On the way we passed the local primary school where Alice and Nicola will start their formal education in a few years time and as we did a really vivid memory of my first year at school flashed into my mind.

In theory every day my foster mother was supposed to be waiting at the school gate for me at 3:15. About twice a week she wouldn't be there and I would walk home on my home. It wasn't that far but there was one quite busy road to cross. I always used to wait until there was another Mummy using the zebra crossing before venturing out into the road.

When I got home I was supposed to ring the front door bell but I could only just reach it. It was old and stiff and sometimes my little fingers were not strong enough to make it ring. If this happened I used to wait on the front step until somebody came to my rescue.

Now to get back to our trip to the park. The two little ones like to play running games with Ella and me, providing they can win of course. Then we walk across the park to use the play equipment for a while and then we walk home by a different route. All this time the two of them are chattering away to each other and to us - have you ever tried explaining to a 2 year old why a roundabout goes round and round? I thought not!

It is a simple thing taking a child to a park but I don't remember the foster family I was with in my early primary school years ever bothering to take me. Perhaps I have just forgotten?

20 years on I'm fairly sure that no school would allow a 5 year old to walk home on their own but things were probably different back then.  

Saturday, 2 May 2015

Meeting my birth mother

I (Eve) got married in 2010 and shortly after my Birth Mother asked – via the appropriate channels – to meet with me. Everybody who mattered to me in the world warned me not to do it but like a fool I went ahead anyway. 

As I wrote in the newsletter I used to author - “I have decided that I WILL have further contact with my BM and that gradually and carefully I will meet with other family members. It wasn't an easy decision to make. It was so tempting to be full of anger towards her and to just walk away. The truth is I couldn't go the rest of my life wondering what it would be like to have a family of my own. All the people that love me for who I am are supporting me in this decision although they are clearly worried that I might get hurt again.” 

A week later I wrote to a few of my closest friends.

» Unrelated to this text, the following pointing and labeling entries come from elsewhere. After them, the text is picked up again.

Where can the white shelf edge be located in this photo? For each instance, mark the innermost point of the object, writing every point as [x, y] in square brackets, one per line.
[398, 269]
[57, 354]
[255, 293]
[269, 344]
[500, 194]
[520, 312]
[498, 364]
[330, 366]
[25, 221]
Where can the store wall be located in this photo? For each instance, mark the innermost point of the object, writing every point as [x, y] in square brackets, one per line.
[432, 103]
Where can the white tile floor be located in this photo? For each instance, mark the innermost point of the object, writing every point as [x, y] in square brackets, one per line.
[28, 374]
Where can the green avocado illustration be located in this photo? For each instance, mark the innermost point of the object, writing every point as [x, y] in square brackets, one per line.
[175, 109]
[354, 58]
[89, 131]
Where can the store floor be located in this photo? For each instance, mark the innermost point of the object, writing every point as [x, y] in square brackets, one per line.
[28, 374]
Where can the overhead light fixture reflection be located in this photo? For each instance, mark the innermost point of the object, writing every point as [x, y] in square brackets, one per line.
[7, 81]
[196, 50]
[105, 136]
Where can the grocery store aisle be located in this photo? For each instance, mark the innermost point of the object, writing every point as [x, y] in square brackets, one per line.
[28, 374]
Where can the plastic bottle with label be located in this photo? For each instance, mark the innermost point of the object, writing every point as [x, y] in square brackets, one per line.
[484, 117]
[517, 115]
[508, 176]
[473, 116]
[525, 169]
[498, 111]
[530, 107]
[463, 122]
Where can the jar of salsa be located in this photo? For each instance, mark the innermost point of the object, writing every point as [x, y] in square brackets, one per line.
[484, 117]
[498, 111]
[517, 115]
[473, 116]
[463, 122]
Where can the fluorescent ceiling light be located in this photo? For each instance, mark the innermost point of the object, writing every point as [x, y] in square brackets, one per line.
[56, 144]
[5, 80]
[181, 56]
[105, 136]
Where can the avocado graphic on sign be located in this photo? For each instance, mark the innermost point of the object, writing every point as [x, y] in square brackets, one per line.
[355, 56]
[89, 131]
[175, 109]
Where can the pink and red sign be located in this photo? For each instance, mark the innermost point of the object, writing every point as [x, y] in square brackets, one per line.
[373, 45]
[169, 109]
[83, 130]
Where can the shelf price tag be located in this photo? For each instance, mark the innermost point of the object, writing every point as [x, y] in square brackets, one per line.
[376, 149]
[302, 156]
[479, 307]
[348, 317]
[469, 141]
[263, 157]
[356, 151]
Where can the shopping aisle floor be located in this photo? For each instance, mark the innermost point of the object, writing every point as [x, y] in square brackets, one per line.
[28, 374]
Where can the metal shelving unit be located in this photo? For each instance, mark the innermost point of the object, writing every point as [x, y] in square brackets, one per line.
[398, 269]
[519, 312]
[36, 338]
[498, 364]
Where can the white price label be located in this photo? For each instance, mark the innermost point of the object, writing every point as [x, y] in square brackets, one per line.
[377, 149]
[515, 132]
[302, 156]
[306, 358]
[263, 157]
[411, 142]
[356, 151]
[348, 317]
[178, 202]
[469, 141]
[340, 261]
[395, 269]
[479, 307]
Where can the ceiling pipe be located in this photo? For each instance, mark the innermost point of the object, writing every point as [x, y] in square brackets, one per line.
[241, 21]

“Ella was right and I was wrong. My BMs idea of a meeting is one that was to be held at a place and time to suit her with no attempt to see if it suited me. It was to be refereed (or facilitated or whatever) by somebody she has paid for and whom she knows through her work. She also wanted a formal agenda - written by her of course with no attempt to ask me for input. I refused to meet on was what basically her home territory and with her choice of impartial facilitator (impartial as in my BM already knew her and was paying her to be there). In the end we agreed to meet at the Country Park and agreed that I could bring a supporter with me. I arrived at the appointed meeting place ten minutes early and waited until my BM arrived nearly 15 minutes late - sharing her car with the so-called impartial facilitator who hadn't been invited!

Exactly as people dear to me had predicted she then started to read out what was clearly a prepared statement. Within a couple of minutes it became clear that the statement was going to be some variation on “blame on both sides”, “I have said sorry, what more do you want”, “I did what seemed best at the time” and “this is all very upsetting to me”. She was most put out when after 3 minutes I stopped her.

But once we moved away from her prepared script and the chat became unrehearsed I actually started to quite like her. I know a bit more about where she is coming from and she knows a bit more about how I am feeling. I shared bits about when I was very short of money at university and how it feels to have no parents to come to your graduation day. Not to make her feel guilty but to show her why I cannot just pretend that nothing has gone wrong between us.

She has explained why my Birth Father doesn’t want to see me and although I feel quite shocked and hurt by this there isn’t much I can do. Perhaps in time he will change his mind?”
Five years later people still ask me did I regret meeting my Birth Mother - the answer remains unchanged - on balance YES!